The craft has long since zipped past the edge of the solar
system through the heliopause—the solar system's border with interstellar
space—into the interstellar medium. Now, its instruments have detected the
constant drone of interstellar gas (plasma waves), according to Cornell
University-led research published in Nature Astronomy.
Examining data slowly sent back from more than 14 billion
miles away, Stella Koch Ocker, a Cornell doctoral student in astronomy, has
uncovered the emission. "It's very faint and monotone, because it is in a
narrow frequency bandwidth," Ocker said. "We're detecting the faint,
persistent hum of interstellar gas."
This work allows scientists to understand how the
interstellar medium interacts with the solar wind, Ocker said, and how the
protective bubble of the solar system's heliosphere is shaped and modified by
the interstellar environment.
Launched in September 1977, the Voyager 1 spacecraft flew by
Jupiter in 1979 and then Saturn in late 1980. Travelling at about 38,000 mph,
Voyager 1 crossed the heliopause in August 2012.

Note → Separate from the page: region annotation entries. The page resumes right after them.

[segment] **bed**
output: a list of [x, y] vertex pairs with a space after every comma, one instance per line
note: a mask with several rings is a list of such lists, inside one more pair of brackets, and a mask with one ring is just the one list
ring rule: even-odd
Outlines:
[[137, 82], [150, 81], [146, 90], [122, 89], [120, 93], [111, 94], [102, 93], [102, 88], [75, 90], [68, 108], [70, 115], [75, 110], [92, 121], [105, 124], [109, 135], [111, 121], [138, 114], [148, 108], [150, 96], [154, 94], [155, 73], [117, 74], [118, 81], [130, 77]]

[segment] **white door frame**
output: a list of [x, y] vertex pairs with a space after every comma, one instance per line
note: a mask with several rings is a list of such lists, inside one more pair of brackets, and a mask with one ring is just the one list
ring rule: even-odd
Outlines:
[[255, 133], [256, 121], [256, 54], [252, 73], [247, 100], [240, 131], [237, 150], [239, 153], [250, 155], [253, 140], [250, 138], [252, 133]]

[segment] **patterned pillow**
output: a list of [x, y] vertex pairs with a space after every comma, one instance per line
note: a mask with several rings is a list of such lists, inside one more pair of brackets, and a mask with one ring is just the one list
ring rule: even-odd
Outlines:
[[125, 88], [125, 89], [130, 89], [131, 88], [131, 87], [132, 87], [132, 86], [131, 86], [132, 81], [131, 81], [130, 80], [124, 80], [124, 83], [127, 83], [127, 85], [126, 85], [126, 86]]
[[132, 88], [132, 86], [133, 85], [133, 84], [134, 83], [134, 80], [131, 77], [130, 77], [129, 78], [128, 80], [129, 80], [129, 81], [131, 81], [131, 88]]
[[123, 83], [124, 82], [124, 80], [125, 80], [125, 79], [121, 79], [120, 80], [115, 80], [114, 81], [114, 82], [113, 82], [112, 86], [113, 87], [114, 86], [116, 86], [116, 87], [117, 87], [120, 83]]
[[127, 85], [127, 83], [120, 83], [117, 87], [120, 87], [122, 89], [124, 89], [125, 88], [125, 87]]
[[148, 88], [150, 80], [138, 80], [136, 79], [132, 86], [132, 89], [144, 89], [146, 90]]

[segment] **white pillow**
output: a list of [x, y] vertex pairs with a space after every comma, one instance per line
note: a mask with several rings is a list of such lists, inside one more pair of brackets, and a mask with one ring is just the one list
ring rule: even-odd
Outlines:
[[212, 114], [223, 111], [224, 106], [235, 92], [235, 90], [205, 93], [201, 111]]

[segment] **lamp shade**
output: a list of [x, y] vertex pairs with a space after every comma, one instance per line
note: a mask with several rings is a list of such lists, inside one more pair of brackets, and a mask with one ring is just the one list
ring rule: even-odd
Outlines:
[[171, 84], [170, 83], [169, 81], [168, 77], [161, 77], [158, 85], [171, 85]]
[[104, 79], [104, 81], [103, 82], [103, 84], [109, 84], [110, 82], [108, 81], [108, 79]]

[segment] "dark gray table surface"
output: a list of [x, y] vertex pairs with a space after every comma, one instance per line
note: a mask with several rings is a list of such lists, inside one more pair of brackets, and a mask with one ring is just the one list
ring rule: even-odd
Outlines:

After entering interstellar space, the spacecraft's Plasma
Wave System detected perturbations in the gas. But, in between those
eruptions—caused by our own roiling sun—researchers have uncovered a steady,
persistent signature produced by the tenuous near-vacuum of space.
"The interstellar medium is like a quiet or gentle
rain," said senior author James Cordes, the George Feldstein Professor of
Astronomy. "In the case of a solar outburst, it's like detecting a
lightning burst in a thunderstorm and then it's back to a gentle rain."
Ocker believes there is more low-level activity in the
interstellar gas than scientists had previously thought, which allows
researchers to track the spatial distribution of plasma—that is, when it's not
being perturbed by solar flares.
Cornell research scientist Shami Chatterjee explained how
continuous tracking of the density of interstellar space is important.
"We've never had a chance to evaluate it. Now we know we don't need a
fortuitous event related to the sun to measure interstellar plasma,"
Chatterjee said. "Regardless of what the sun is doing, Voyager is sending
back detail. The craft is saying, 'Here's the density I'm swimming through
right now. And here it is now. And here it is now. And here it is now.' Voyager
is quite distant and will be doing this continuously."
Voyager 1 left Earth carrying a Golden Record created by a
committee chaired by the late Cornell professor Carl Sagan, as well as
mid-1970s technology. To send a signal to Earth, it took 22 watts, according to
NASA's Jet Propulsion Laboratory. The craft has almost 70 kilobytes of computer
memory and—at the beginning of the mission—a data rate of 21 kilobits per
second.
Due to the 14-billion-mile distance, the communication rate
has since slowed to 160-bits-per-second, or about half a 300-baud rate.